I called it a day and headed back for emails.
As soon as I get through some emails and check out status of last night/this morning, i will go do another tour today. I know that I need to find the last hot spots AND to check out those formerly "passable" streets that have melted into moonscape.
Look for me. I'm in a County-marked 4-wheel drive and I will stop to talk. Just be nice. A little.
What about Tom's Street?
I know a lot of people suspect political figures get their streets done first. I know better. I took a photo yesterday morning as evidence. My street is also "passable", but has a few bare spots down further from my house. I know a plow or two has come through because I've seen the evidence. But no front end loader, no bare pavement, etc.
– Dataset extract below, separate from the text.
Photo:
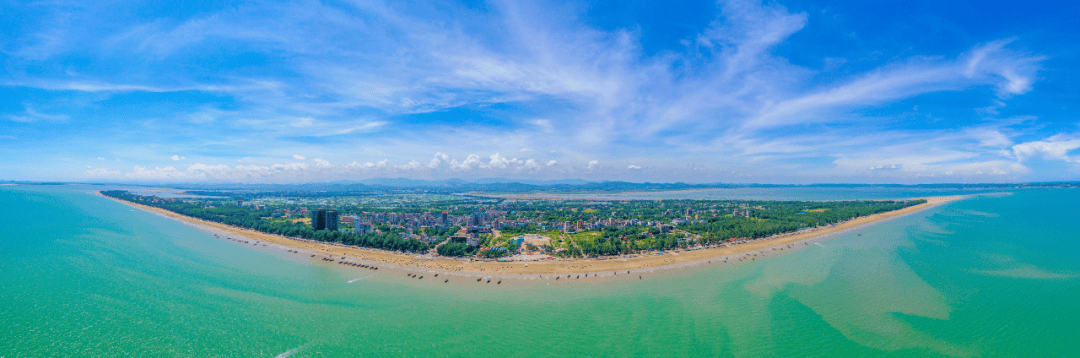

I can get out with my front wheel drive Prius, so no special treatment needed.
Since Saturday, all i have done is SNOW 24-7. It's what is expected and it is what should happen. Things are definitely slower than anyone would like. I don't control the plows or the operations. But, i have a duty to make sure that your problems are addressed and that DPWT knows what you are seeing. I believe that i am obligated to get out in the streets and see the situation first hand. In addition, since DPWT does not have time for neighborhood-level communications, it is also my role to try to tell you what is going on and what to expect. My staff and I are doing our best to keep you informed and to make sure that you get usable streets as soon as possible.